Is it true that major informatics giants cannot write innovative software any more on their own? Was the academia left behind in its efforts to translate the world’s knowledge to a publicly accessible and useful form? Did the media industry cease to be a viable channel for distribution? Are libraries failing at their mission of providing public access to books?

Peer production refers to the particular way open collaboration happens in these various cases, an innovative organisational paradigm behind seemingly spectacular and disparate achievements. Peer producers do not obey orders; they choose their tasks freely and coordinate their work using open digital platforms. They share the fruits of their labour as part of a global commons. In sum, everyone works according to their abilities and benefits according to their needs, as stated in Critique of the Gotha Programme by Karl Marx.

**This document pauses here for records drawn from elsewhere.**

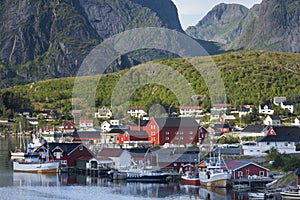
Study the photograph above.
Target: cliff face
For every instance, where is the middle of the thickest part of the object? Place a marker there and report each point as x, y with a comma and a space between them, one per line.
271, 25
42, 39
276, 26
222, 24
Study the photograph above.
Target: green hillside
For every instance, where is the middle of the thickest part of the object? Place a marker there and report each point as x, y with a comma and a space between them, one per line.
250, 77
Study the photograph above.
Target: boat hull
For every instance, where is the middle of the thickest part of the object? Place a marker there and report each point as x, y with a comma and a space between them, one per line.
140, 177
290, 195
215, 180
51, 167
188, 180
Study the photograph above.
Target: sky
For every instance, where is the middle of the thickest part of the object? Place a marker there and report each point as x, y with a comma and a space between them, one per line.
191, 11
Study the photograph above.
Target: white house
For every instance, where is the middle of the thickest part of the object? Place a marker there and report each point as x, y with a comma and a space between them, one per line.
137, 112
245, 110
272, 120
105, 126
287, 105
103, 113
121, 158
86, 124
282, 138
190, 111
265, 109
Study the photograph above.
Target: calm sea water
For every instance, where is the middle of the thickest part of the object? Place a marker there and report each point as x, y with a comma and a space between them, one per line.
15, 186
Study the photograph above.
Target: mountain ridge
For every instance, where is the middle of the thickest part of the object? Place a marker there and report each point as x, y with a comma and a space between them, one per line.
271, 25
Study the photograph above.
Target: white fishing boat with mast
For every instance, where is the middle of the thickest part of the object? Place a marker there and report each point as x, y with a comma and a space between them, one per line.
214, 173
33, 164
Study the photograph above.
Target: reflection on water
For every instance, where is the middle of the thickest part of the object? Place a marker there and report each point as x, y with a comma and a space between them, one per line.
62, 186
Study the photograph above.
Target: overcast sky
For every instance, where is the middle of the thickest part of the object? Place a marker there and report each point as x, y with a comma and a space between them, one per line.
191, 11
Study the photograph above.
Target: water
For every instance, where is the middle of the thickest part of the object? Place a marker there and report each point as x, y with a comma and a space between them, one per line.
19, 186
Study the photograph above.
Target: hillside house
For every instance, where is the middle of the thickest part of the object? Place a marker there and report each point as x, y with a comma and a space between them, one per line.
287, 105
103, 113
137, 111
282, 138
121, 158
246, 169
190, 111
86, 124
66, 153
273, 120
265, 109
175, 131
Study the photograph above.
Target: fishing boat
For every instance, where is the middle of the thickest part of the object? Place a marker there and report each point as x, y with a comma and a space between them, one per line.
156, 176
191, 178
213, 173
32, 164
290, 194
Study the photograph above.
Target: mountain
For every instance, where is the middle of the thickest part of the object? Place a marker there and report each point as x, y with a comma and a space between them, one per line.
222, 24
45, 39
271, 25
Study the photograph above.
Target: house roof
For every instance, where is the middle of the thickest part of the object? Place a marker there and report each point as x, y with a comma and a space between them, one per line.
66, 147
110, 152
283, 134
287, 103
86, 134
238, 164
141, 134
274, 117
256, 128
298, 171
176, 122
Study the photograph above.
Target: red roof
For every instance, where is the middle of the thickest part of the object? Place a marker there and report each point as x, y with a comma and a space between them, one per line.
190, 107
85, 121
222, 105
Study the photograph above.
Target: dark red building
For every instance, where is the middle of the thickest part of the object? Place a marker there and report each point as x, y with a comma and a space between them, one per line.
66, 153
246, 169
174, 130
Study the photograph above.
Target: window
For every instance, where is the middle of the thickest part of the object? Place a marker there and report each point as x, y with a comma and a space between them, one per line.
240, 174
261, 173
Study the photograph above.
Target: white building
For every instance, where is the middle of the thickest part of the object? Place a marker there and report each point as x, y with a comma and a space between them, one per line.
287, 105
265, 109
190, 111
282, 138
137, 112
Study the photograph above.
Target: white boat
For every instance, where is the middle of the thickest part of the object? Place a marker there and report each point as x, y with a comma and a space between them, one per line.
32, 163
290, 194
47, 167
213, 173
241, 187
146, 176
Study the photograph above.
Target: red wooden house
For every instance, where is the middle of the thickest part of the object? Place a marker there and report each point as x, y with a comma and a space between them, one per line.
66, 153
246, 169
68, 126
174, 130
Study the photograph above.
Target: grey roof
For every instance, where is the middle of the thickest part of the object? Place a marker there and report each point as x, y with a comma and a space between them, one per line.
275, 117
176, 122
66, 147
283, 133
256, 128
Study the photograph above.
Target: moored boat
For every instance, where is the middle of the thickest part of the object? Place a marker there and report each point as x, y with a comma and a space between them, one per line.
213, 173
191, 178
146, 176
47, 167
290, 194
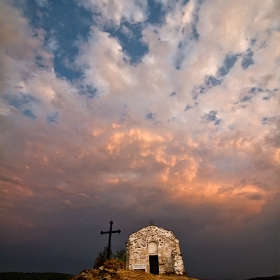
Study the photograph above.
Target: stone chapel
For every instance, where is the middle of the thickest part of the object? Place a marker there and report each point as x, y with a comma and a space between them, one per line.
154, 250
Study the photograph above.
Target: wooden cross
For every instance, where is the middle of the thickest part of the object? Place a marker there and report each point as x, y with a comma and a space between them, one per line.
110, 234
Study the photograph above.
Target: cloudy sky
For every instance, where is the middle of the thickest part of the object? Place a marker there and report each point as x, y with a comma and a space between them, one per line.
139, 110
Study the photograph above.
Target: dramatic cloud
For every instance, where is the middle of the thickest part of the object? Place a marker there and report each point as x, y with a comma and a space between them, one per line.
181, 128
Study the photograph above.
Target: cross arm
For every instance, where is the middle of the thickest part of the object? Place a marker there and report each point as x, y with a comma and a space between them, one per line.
113, 231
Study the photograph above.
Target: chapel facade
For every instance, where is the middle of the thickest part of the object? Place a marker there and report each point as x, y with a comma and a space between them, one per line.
154, 250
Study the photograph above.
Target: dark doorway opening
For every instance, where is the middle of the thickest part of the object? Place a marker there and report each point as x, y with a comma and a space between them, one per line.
154, 269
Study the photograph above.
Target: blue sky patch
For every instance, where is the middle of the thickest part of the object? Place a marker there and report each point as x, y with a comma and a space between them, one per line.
247, 59
130, 37
20, 100
61, 36
211, 117
156, 12
228, 64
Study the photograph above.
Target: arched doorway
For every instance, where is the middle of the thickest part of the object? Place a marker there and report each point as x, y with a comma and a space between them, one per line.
153, 257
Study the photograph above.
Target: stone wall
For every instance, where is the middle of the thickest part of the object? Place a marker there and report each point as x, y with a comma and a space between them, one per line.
153, 240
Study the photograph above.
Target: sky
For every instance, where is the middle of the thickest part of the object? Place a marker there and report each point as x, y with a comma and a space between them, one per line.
139, 110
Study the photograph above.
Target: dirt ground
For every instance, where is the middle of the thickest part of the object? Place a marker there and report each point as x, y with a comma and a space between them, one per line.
141, 275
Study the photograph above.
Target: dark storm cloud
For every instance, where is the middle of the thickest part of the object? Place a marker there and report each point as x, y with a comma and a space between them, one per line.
97, 86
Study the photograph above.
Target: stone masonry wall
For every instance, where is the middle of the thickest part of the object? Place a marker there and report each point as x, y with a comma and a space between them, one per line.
168, 250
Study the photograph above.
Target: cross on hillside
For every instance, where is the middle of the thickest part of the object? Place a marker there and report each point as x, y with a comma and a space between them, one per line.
110, 234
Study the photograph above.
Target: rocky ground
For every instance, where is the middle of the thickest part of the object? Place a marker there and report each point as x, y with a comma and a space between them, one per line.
113, 269
123, 274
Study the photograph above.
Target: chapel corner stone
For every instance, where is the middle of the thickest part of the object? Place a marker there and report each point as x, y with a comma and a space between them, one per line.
154, 250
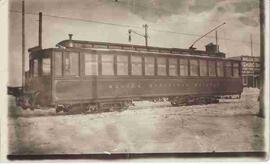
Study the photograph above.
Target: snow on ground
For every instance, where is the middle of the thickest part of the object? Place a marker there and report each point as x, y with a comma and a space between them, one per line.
230, 126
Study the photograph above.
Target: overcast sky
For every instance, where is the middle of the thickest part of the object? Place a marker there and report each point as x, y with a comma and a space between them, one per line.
187, 18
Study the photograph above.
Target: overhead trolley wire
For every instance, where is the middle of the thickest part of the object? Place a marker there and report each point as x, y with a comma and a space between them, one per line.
129, 26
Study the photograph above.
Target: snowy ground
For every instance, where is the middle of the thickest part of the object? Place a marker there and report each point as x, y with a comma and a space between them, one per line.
230, 126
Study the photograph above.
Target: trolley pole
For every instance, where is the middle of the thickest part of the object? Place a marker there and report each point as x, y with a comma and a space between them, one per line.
23, 46
145, 26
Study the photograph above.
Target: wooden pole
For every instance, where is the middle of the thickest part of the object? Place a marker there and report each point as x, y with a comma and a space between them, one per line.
262, 26
23, 46
40, 31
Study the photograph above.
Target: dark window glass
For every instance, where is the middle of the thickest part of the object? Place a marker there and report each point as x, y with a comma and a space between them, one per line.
172, 67
149, 66
91, 64
35, 69
203, 68
235, 69
220, 69
122, 65
194, 67
136, 65
228, 71
212, 68
183, 67
58, 63
46, 66
71, 64
161, 66
107, 65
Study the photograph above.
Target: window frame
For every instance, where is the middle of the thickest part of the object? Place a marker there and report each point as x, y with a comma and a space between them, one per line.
198, 67
50, 66
132, 62
222, 66
64, 54
166, 66
116, 63
231, 69
235, 67
209, 69
113, 64
84, 54
60, 53
154, 65
187, 71
206, 67
176, 68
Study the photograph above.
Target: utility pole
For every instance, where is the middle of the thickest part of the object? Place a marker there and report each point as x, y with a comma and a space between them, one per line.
145, 26
40, 31
23, 46
261, 96
217, 41
146, 34
251, 45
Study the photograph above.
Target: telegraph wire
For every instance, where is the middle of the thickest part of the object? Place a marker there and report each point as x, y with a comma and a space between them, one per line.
129, 26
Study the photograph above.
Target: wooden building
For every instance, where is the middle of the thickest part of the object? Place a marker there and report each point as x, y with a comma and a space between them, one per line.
250, 70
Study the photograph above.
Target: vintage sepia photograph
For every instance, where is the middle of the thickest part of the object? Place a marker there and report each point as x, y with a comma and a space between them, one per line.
109, 79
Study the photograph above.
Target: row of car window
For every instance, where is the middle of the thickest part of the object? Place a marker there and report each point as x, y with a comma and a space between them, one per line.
67, 64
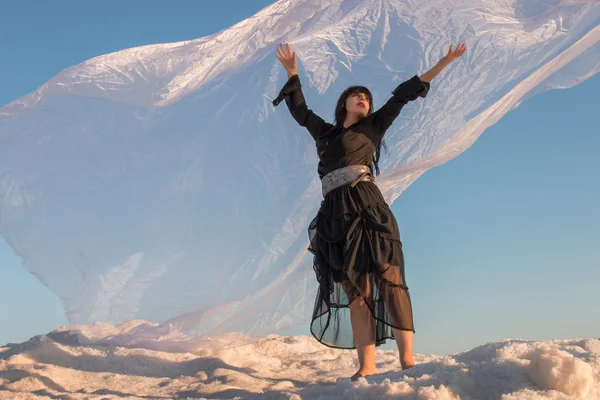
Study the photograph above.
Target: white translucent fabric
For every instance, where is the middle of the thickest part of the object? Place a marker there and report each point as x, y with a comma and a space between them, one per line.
160, 184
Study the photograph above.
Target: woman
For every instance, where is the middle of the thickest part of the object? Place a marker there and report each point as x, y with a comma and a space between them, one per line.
355, 239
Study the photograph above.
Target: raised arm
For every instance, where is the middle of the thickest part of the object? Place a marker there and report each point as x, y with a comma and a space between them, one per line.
294, 98
410, 90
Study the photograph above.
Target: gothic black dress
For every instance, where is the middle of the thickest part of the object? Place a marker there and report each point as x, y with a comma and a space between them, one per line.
355, 237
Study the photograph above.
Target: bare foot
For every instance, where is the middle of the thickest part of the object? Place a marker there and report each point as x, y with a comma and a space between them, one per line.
363, 372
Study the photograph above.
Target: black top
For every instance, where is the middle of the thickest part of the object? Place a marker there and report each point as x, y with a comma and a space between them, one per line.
338, 146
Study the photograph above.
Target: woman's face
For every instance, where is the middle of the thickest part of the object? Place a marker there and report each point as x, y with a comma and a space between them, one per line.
358, 103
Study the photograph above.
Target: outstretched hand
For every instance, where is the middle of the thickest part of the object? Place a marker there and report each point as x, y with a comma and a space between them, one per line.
454, 54
287, 58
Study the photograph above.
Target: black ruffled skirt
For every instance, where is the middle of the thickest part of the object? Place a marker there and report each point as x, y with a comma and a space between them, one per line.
357, 252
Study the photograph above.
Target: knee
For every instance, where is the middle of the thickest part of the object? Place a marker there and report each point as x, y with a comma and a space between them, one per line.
358, 302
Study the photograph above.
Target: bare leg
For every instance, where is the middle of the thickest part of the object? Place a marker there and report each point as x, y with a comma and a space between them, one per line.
404, 341
363, 328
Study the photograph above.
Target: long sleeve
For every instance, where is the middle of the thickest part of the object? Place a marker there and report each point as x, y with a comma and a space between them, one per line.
407, 91
294, 98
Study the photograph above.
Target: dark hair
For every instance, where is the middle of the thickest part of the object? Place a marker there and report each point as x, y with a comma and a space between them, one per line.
340, 117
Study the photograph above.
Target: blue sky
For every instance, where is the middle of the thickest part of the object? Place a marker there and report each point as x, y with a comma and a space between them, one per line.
500, 242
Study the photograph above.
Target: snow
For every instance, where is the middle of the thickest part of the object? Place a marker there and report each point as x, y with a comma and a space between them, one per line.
159, 183
71, 365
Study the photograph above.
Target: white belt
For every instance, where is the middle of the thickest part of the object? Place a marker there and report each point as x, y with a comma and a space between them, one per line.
351, 174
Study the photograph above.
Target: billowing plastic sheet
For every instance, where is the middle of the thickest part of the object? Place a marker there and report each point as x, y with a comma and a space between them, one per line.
159, 183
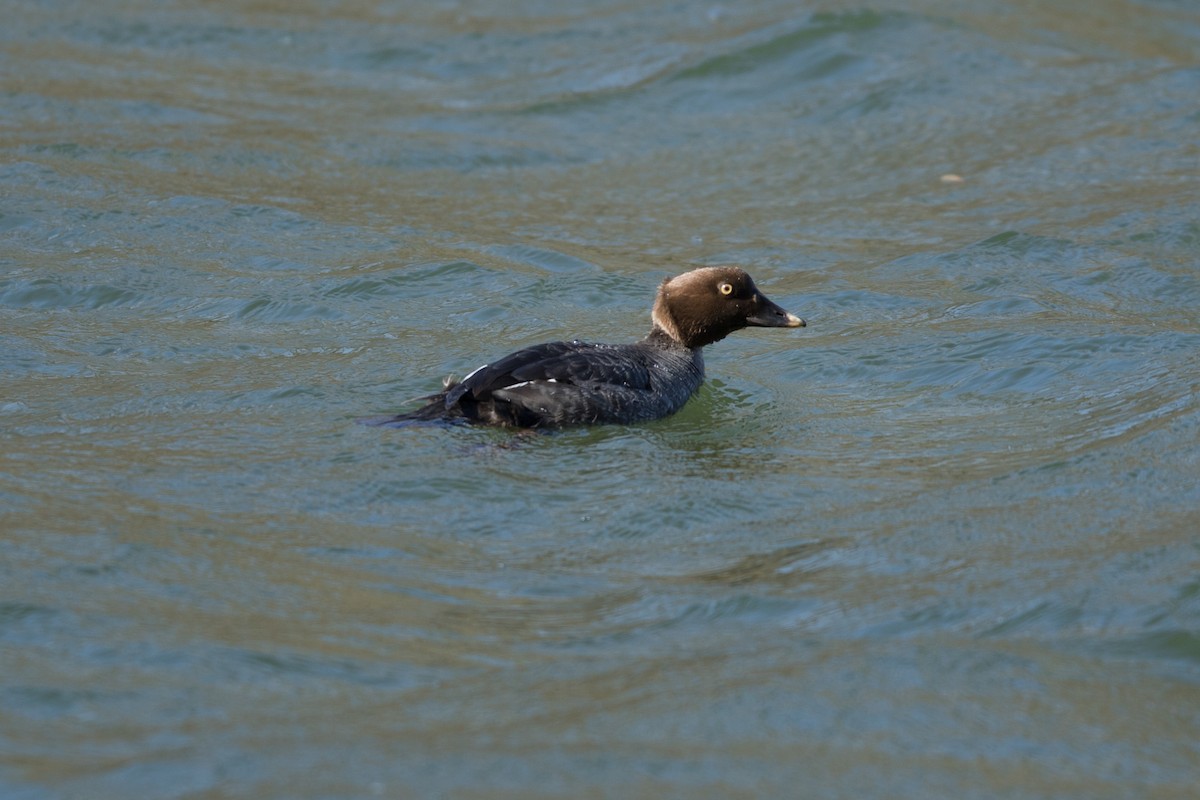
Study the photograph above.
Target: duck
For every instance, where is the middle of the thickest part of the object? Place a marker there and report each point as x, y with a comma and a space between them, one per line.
561, 384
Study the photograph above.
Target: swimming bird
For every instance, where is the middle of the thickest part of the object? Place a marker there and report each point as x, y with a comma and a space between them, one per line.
574, 383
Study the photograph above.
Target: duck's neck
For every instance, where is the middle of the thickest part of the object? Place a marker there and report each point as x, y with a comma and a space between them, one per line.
663, 337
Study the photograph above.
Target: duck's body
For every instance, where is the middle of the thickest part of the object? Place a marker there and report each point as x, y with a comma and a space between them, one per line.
575, 383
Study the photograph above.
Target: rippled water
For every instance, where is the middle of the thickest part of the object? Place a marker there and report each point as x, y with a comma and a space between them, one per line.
942, 542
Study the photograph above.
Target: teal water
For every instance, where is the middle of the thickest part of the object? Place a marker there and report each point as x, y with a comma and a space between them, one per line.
942, 542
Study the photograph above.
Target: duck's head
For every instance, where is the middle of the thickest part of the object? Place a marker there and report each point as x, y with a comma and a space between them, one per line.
706, 305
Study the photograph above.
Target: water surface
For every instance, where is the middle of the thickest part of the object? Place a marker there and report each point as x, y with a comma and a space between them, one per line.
942, 542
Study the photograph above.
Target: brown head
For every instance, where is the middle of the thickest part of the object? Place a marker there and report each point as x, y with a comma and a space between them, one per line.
706, 305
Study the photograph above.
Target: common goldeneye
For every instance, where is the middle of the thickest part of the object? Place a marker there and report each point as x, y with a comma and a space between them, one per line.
575, 383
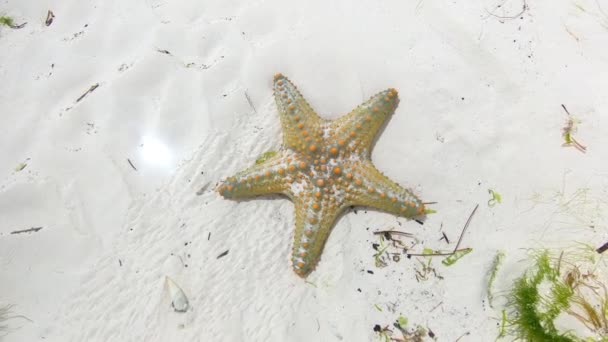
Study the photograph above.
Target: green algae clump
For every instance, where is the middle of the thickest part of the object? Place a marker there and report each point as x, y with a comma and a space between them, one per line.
569, 286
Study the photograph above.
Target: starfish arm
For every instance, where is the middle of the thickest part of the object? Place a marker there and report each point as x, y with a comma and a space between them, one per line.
269, 177
314, 222
371, 188
301, 125
358, 129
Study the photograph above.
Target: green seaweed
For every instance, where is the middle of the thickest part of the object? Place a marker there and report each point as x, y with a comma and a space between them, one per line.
265, 156
503, 325
498, 260
451, 260
556, 286
7, 21
496, 198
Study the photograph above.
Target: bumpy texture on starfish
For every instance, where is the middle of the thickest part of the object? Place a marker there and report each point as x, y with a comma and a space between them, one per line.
324, 167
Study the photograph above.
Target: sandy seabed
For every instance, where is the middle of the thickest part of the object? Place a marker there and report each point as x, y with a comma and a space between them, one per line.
121, 181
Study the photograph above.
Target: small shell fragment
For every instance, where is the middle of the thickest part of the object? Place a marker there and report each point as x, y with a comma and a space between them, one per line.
178, 297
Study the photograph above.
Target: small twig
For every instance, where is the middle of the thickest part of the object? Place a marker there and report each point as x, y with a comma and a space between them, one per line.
29, 230
130, 163
602, 248
445, 237
91, 89
464, 229
250, 102
437, 254
396, 232
49, 18
567, 112
436, 306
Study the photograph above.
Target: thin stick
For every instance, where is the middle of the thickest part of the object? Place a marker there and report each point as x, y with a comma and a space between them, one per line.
29, 230
465, 228
602, 248
396, 232
459, 239
130, 163
437, 254
250, 102
91, 89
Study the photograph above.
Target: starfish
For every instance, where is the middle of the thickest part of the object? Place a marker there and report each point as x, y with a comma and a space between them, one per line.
324, 167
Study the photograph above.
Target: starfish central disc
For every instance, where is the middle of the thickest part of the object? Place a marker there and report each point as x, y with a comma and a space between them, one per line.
324, 167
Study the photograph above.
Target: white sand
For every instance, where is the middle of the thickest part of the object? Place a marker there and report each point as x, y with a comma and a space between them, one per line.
480, 108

In this blog we invite you to explore the potential benefits or dangers of such way of working. Is it an emerging form of communism, as social anthropologist Jakob Rigi argues; a new mode of production, as activist Michel Bauwens claims; or the future of liberal capitalism, as Harvard law professor Yochai Benkler, who came up with the term, would have it? Can we use it to build gadgets, farms or cities, or even communities and societies? Through this website we would like to offer the views of peer-producers and practitioners as well as professors, researchers and pamphleteers about their take on this way of doing things.